Enunciado 603 – VII Jornada de Direito Civil
A distribuição do tempo de convívio na guarda compartilhada deve atender precipuamente ao melhor interesse dos filhos, não devendo a divisão de forma equilibrada, a que alude o § 2 do art. 1.583 do Código Civil, representar convivência livre ou, ao contrário, repartição de tempo matematicamente igualitária entre os pais.
O enunciado ajuda no entendimento acerca da matéria, restando claro que o tempo de convívio de forma equilibrada não significa que o filho terá de ficar metade do tempo com o pai e metade do tempo com a mãe, até porque cada um tem uma realidade e disponibilidade diferentes, que devem ser levadas em consideração no momento de fixação da guarda compartilhada.

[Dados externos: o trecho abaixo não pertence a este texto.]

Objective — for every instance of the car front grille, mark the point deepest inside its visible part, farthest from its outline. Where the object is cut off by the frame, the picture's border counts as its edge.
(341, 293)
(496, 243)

Além disso, a guarda compartilhada não significa convivência livre, que o pai ou a mãe possa visitar os filhos a hora que bem entender, sem avisar ou combinar com aquele que estiver com os filhos, visto que uma rotina deve ser estabelecida e respeitada pelas partes e isso é absolutamente saudável para o bom desenvolvimento das crianças e adolescentes, nos termos do art. 1.589, do Código Civil.
Art. 1.589. O pai ou a mãe, em cuja guarda não estejam os filhos, poderá visitá-los e tê-los em sua companhia, segundo o que acordar com o outro cônjuge, ou for fixado pelo juiz, bem como fiscalizar sua manutenção e educação.
O referido artigo é de fácil entendimento e as partes terão de respeitar o que for estabelecido, judicialmente, para que não haja desencontro ou desorganização sobre a rotina dos filhos.
Enunciado 605 – VII Jornada de Direito Civil
A guarda compartilhada não exclui a fixação do regime de convivência.
Para enfatizar bem essa questão, vale trazer o enunciado 605 da mesma Jornada de Direito Civil, que trata da necessidade de um regime de convivência, até para que ambos os pais possam organizar melhor a agenda dos filhos, estabelecerem dias e horários para possibilitar a convivência parental, sendo extremamente saudável e quem ganha nesse processo harmonioso são os filhos.
A situação no tocante à guarda dos filhos deve ser acertada com base na realidade de cada família, cabendo às partes, advogados e juízes uma busca incessante no tocante à composição, sempre visando o melhor interesse dos filhos.
No caso de dúvidas, busque sempre o auxílio de um advogado ou advogada de sua confiança.